Taking stock of the effects of eight years of attempted U.S. disengagement from the Middle East, and the current lack of strategic clarity, Russell A. Berman and Charles Hill propose some guidelines for shaping coherent and effective policies. On the danger posed by the Islamic Republic, they write:
Iran is a de-facto caliphate without declaring itself to be such. It is both a recognized legitimate state in the established international state system and a dedicated religious-ideological enemy of the established world order; it continues to play successfully on one side or the other as best suits its interests on any given issue. The U.S. government does not appear to be aware of this double game, or simply accepts it. Iran is not a polity of moderates and hard-liners; it is a revolutionary theocracy that controls and makes use of governmental and diplomatic functions to appear to a deceived outside world as a legitimate regime.
The [nuclear agreement] is the linchpin of U.S. policy. It emerged as a one-sided “deal” under which the United States has provided legitimacy and substantial support for the regime, while leaving the regime free to take steps that exacerbate the Arab world’s instability and to employ a variety of anti-U.S. acts and statements which are seen around the region as humiliations to the Americans. . . . [The deal] is seen from within the Iranian hierarchy as providing it with needed time to advance its centrifuge capability and to provide the United States with a face-saving timeframe during which to extricate itself from the region. Yet U.S. interests require ongoing presence in the region. . . .
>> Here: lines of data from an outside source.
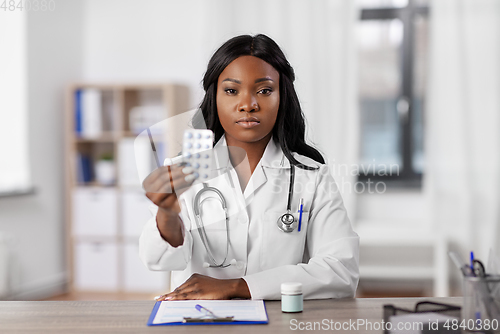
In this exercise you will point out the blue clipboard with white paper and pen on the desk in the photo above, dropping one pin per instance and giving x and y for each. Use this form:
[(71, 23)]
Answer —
[(219, 312)]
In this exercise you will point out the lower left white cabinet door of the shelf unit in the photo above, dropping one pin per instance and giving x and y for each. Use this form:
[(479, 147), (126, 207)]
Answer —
[(96, 266)]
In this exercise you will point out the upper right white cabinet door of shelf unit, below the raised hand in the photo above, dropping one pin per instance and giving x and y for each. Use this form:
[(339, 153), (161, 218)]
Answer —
[(135, 212)]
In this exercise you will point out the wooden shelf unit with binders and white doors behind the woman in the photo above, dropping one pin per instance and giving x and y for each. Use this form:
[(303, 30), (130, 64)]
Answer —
[(104, 220)]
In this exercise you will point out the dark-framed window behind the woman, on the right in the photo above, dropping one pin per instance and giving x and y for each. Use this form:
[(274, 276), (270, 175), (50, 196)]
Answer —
[(392, 66)]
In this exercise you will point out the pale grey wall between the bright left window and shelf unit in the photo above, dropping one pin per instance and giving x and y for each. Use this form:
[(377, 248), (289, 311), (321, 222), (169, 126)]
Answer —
[(36, 221)]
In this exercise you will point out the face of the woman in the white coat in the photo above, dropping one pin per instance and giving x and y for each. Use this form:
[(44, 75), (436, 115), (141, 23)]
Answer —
[(248, 100)]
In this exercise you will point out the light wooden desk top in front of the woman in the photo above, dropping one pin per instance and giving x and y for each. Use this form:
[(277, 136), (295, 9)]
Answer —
[(131, 316)]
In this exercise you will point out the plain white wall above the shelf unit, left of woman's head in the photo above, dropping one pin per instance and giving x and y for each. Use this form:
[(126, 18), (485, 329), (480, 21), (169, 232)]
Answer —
[(146, 41)]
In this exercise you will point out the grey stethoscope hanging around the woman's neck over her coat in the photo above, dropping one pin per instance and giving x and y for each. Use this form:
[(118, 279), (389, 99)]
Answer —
[(285, 221)]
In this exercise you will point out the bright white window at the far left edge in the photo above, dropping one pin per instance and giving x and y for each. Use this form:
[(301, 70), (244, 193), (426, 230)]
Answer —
[(14, 162)]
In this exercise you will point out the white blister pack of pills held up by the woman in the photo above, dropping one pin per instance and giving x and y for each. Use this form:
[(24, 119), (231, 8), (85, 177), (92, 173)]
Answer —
[(197, 151)]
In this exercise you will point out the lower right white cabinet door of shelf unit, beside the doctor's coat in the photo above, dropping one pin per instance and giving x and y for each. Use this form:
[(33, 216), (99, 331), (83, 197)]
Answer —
[(139, 278)]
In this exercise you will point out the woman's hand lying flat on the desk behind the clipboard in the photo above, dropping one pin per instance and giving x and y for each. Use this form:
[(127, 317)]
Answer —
[(205, 287)]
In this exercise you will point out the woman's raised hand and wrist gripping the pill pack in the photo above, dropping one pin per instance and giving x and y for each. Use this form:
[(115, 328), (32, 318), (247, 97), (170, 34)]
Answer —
[(163, 186)]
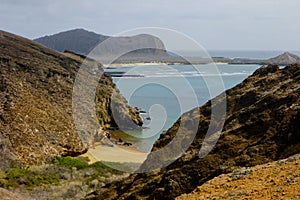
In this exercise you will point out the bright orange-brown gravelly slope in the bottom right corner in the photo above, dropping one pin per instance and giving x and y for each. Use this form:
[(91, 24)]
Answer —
[(279, 179)]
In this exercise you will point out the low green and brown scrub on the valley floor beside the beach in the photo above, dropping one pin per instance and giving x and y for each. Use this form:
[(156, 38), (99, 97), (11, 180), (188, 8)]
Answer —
[(32, 177)]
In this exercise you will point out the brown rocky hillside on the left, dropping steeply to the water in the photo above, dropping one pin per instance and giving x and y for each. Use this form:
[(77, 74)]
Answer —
[(36, 85)]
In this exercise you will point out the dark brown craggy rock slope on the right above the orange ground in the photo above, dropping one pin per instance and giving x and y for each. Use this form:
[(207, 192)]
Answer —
[(261, 125)]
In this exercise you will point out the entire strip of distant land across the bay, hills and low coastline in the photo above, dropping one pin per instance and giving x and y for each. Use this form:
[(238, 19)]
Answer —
[(81, 41)]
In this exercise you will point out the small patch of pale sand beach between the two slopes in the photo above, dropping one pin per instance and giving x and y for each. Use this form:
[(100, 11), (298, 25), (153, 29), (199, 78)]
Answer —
[(118, 153)]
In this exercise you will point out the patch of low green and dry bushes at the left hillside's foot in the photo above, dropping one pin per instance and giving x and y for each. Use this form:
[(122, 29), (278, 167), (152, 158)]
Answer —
[(61, 172)]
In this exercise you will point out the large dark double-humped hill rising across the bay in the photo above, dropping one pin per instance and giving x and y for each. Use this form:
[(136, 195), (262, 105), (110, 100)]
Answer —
[(82, 42)]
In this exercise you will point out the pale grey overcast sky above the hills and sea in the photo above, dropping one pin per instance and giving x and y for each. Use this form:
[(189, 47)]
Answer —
[(216, 24)]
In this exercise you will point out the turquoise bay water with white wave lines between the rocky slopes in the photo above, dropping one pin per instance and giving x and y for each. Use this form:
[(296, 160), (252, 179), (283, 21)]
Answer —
[(167, 91)]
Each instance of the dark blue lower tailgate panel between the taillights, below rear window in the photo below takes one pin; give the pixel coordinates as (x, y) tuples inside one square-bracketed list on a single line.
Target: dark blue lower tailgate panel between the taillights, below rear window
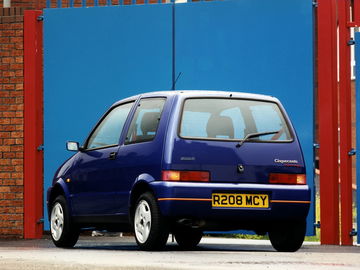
[(223, 158)]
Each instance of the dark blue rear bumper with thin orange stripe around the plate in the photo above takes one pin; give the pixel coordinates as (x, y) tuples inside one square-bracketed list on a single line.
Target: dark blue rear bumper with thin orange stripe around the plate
[(194, 200)]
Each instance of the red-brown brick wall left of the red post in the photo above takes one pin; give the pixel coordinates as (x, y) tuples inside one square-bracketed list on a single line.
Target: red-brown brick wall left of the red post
[(11, 122)]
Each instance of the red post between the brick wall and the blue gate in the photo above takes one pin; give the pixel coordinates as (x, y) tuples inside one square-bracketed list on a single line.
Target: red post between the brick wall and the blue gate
[(33, 126)]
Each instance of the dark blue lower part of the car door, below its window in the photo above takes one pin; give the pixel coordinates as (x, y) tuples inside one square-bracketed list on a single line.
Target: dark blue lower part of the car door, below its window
[(95, 188)]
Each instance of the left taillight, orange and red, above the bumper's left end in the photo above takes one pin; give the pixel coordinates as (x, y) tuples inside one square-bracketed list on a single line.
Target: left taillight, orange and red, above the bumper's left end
[(185, 176)]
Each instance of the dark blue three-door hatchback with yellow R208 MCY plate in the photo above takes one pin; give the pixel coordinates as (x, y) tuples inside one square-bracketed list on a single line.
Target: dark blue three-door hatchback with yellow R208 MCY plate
[(184, 162)]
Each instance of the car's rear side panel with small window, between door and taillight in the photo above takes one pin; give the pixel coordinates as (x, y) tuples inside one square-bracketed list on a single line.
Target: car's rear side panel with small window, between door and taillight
[(141, 153)]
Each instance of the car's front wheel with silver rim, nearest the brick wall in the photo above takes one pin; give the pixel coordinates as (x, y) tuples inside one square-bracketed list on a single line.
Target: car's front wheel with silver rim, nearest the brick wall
[(62, 230)]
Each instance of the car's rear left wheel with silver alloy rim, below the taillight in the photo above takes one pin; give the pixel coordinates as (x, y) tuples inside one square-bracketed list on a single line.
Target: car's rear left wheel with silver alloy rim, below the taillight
[(151, 228)]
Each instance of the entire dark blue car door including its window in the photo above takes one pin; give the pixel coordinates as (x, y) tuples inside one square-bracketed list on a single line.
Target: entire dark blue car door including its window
[(96, 181)]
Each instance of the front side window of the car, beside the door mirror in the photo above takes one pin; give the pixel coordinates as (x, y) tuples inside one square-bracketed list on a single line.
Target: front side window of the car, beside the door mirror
[(109, 130)]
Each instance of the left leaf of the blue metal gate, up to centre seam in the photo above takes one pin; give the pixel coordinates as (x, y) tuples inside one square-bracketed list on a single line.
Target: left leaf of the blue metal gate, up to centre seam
[(94, 57)]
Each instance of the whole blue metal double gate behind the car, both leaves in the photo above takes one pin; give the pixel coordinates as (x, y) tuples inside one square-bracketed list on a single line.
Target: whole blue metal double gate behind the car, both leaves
[(97, 55)]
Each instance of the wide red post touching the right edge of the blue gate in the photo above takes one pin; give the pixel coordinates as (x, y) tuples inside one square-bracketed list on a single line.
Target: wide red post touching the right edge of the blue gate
[(328, 121)]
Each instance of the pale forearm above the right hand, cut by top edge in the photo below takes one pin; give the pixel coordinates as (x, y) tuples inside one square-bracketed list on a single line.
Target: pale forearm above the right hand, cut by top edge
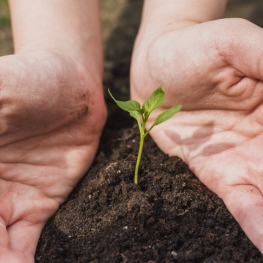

[Meanwhile], Russia has used military power to replace the United States as the most employable, potent, and credible outside force in the region. Current U.S. trends toward cooperating with Russia and Assad’s military operations (nominally) against Islamic State, while declaring American opposition to Vladimir Putin’s international actions and ambitions—and simultaneously enabling Iran’s rise to hegemony—amount to a web of contradictions. If the United States attempts to recover some of the influence it has lost over the past several years, it is likely to find itself nearly checkmated from several directions. Russia can become a significant structural obstacle to the pursuit of U.S. interests and could develop substantial relations with traditional U.S. allies Egypt and Turkey, reducing or possibly displacing U.S. influence. U.S. strategy should limit Russian power by preventing the stabilization of the Assad regime as a Russian client state.